Detroit’s historic bankruptcy case has picked up steam in the past couple of weeks.
The city reached tentative agreement with some of its major creditors, clearing the way for a relatively quick exit from bankruptcy court.
But there are still some key missing pieces that could derail the process, and now they’re mostly outside the city’s control.
“Now is the time to negotiate”
Things really started speeding up on April 11, when Judge Steven Rhodes – the ultimate decider of everything in Detroit’s bankruptcy case – ruled the city could pay two major banks $85 million.
The settlement lets Detroit wipe out a complicated financial transaction that went sour years ago, and regain direct access to its casino revenues. The bad interest-rate swaps deal had cost about $200 million since 2009.
But in announcing his decision, Judge Rhodes also made a point of telling the city’s other creditors that “now is the time to negotiate.”
Soon after that, settlements started piling up.
Most of the city’s unsecured bondholders struck a deal to recoup 74 cents on the dollar – a much better return than the 15 to 20 cents emergency manager Kevyn Orr had been offering.
And Detroit’s two pension funds approved deals that would spare pensions the kind of deep cuts Orr had initially threatened. Retirees will still take hits, some more than others.
According to Wayne State University bankruptcy law professor Laura Bartell, that last deal is especially important.
“Having the pensioners on board – or at least their representatives on board – makes it far more likely that with their recommendation, the two pension classes will vote in favor of the plan,” Bartell said.
The “plan” Bartell is talking about is Orr’s plan of adjustment.
It’s the key document in any municipal bankruptcy – the city’s blueprint for shedding its debts, and emerging from bankruptcy with a clean slate.
Orr’s stated goal of emerging by mid-October had struck many people as too ambitious. Now it seems like a real possibility.
But city creditors still need to vote on the plan. And among them, pensioners are the biggest wild card.
While the proposal calls for less pain than many people expected, there’s still a sense among many retirees that it’s just not fair to slash pensions.
Cheryl Williams feels that way, and says that sense of unfairness might influence how she and other pensioners vote.
“It is very possible, because my husband and I are both general retirees,” Williams says. “So what happens to us happens to everybody.”
The deal calls for general system retirees to take 4.5% pension cuts. They would also lose their annual cost-of-living adjustment.
But in Williams’ household, the impact is doubled. And she says they’re already dealing with health care costs that have shot up since all retirees lost their city-sponsored insurance in March.
“It puts us in a very precarious situation,” Williams says.
Many retirees point out that as public employees, they made a pretty modest living – and most don’t get huge pensions. But they did bank on secure retirement benefits.
Retiree George Marcinkowski, who spent 21 years on the Detroit police force, says those benefits are a big reason why he and his fellow officers agreed to pay freezes and other cost-cutting measures over the years.

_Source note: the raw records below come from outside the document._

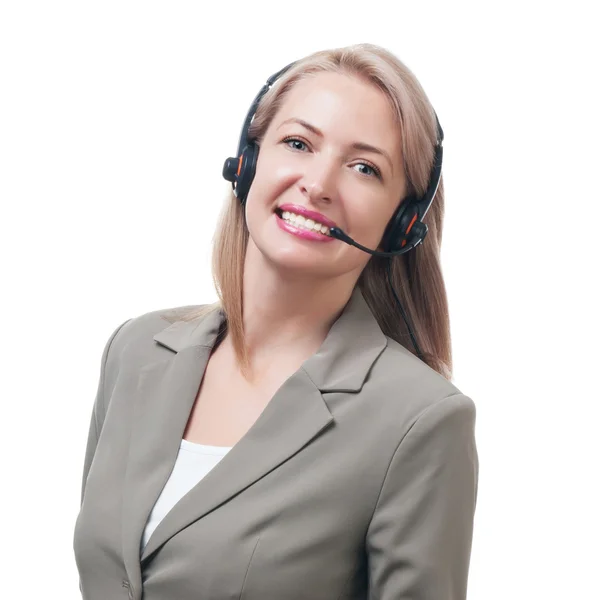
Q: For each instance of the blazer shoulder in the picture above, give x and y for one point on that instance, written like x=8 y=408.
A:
x=404 y=387
x=133 y=341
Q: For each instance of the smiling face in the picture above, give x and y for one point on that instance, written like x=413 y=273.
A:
x=333 y=148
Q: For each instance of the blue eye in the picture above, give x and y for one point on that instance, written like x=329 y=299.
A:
x=291 y=139
x=374 y=170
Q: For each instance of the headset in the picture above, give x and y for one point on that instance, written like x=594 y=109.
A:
x=405 y=230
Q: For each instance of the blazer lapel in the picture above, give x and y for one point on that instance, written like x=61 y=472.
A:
x=295 y=415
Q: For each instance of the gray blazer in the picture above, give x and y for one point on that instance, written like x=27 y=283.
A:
x=358 y=480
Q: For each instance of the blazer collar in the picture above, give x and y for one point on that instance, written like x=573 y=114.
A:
x=342 y=362
x=162 y=394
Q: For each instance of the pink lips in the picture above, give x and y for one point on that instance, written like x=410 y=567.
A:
x=309 y=214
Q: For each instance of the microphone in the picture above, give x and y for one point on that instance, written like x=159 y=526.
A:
x=419 y=229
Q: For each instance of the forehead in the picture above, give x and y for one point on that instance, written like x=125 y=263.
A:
x=343 y=107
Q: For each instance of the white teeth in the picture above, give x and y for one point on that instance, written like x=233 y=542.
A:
x=300 y=221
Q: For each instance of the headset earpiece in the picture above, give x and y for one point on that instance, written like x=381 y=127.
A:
x=240 y=171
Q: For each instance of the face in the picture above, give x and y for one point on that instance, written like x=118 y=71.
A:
x=334 y=149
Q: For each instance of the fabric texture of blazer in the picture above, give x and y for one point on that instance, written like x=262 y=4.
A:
x=358 y=480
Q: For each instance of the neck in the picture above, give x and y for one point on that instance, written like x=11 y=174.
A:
x=287 y=315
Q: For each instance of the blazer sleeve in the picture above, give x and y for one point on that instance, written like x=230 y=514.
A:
x=420 y=536
x=98 y=412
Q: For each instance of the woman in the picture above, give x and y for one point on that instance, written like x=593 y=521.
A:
x=297 y=439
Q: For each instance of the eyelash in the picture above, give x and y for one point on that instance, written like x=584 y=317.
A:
x=368 y=164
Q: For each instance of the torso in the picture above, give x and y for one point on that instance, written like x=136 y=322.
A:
x=226 y=405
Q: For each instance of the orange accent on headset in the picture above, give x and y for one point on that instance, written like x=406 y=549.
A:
x=411 y=223
x=408 y=229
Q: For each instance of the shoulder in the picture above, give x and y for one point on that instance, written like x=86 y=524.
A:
x=402 y=390
x=133 y=340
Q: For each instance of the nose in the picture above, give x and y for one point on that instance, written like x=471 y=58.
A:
x=320 y=180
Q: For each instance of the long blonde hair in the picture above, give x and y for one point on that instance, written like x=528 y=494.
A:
x=416 y=275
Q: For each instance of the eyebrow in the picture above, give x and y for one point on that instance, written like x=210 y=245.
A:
x=355 y=145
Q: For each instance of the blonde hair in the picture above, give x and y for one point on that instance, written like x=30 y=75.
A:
x=416 y=275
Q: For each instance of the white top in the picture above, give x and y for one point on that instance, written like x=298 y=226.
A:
x=193 y=462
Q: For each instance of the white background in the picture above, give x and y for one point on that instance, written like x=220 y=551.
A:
x=115 y=119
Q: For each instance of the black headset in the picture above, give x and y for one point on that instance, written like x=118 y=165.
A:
x=405 y=230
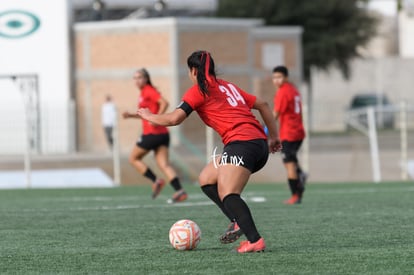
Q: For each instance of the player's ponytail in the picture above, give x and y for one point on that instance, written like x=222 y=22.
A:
x=146 y=75
x=206 y=74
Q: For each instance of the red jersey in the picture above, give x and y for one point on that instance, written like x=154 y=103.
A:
x=287 y=103
x=149 y=99
x=227 y=109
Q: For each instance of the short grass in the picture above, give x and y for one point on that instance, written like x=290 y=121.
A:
x=362 y=228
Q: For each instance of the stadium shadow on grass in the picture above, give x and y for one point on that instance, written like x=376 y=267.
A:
x=338 y=229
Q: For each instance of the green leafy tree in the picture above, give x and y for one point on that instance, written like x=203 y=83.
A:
x=333 y=29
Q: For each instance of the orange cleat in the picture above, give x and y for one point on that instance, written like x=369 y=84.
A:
x=295 y=199
x=247 y=247
x=178 y=196
x=157 y=187
x=232 y=233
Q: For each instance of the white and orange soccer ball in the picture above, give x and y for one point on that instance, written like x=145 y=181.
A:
x=185 y=235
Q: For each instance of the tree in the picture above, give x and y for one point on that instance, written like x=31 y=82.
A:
x=333 y=29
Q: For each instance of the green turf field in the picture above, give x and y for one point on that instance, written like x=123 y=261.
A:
x=362 y=228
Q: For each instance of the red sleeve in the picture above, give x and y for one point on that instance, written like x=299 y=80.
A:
x=154 y=94
x=280 y=101
x=248 y=98
x=193 y=97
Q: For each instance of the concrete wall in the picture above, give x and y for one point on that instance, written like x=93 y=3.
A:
x=107 y=54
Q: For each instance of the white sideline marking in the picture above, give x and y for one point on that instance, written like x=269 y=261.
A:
x=249 y=196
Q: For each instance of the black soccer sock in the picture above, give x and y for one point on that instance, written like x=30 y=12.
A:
x=175 y=183
x=150 y=175
x=298 y=169
x=293 y=185
x=235 y=204
x=211 y=192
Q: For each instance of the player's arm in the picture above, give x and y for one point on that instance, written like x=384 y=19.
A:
x=266 y=113
x=163 y=105
x=167 y=119
x=127 y=114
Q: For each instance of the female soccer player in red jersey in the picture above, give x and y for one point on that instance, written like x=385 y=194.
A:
x=227 y=109
x=154 y=137
x=288 y=112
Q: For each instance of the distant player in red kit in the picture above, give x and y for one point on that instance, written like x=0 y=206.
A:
x=154 y=138
x=227 y=109
x=288 y=112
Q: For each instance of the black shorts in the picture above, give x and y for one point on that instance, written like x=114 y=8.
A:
x=251 y=154
x=152 y=142
x=290 y=150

“They always said 'Well, we’re really taking care of you on retirement,'”Marcinkowski says. “And…we bought it.”
Nonetheless, Marcinkowski plans to vote for the settlement. The current deal shields uniform retirees from any pension cuts, though they will have to give up part of their cost-of-living adjustment.
Marcinkowski says nobody’s happy with the situation, but “I think it’s probably the best deal we’re going to end up getting.”
Will there be a “grand bargain?”
And that’s the gamble retirees have to weigh when deciding how to vote.
But there’s another big question mark here: The pension settlements depend on a so-called “grand bargain” coming through.
That bargain, pushed by federal court judge and bankruptcy mediator Gerald Rosen, would use more than $800 million from the state and private foundations to minimize pension cuts. And it would protect the Detroit Institute of Arts from a possible fire sale to pay off city creditors.
Michigan State University economist Eric Scorsone says that means state lawmakers have to come up with $350 million over 20 years.
“So we’ll see now if the Legislature is willing to step forward,” Scorsone says. “Obviously, the governor will probably be putting quite a bit of pressure on them to do that.”
But while Gov. Snyder is on board, many Republican lawmakers have balked at the idea of giving Detroit any money at all. Some see the grand bargain as a bailout in disguise; others want to attach conditions to the money.
Scorsone says nothing like the grand bargain has really ever been tried before – and that regardless of what Lansing decides, Detroit is making history.
“This bankruptcy’s really going to set the stage for future bankruptcies in the municipal area, even outside of Michigan,” he says.
Orr’s office says ballots should go out to creditors by the start of next month. They’ll have almost two months to vote.
Judge Rhodes has the final say. He's scheduled a trial to decide whether the plan of adjustment is “fair and equitable” for July.
So while Detroit’s bankruptcy seems to be on cruise control right now, the situation remains delicate. Some key pieces need to fall into place – fast – to keep the process on track.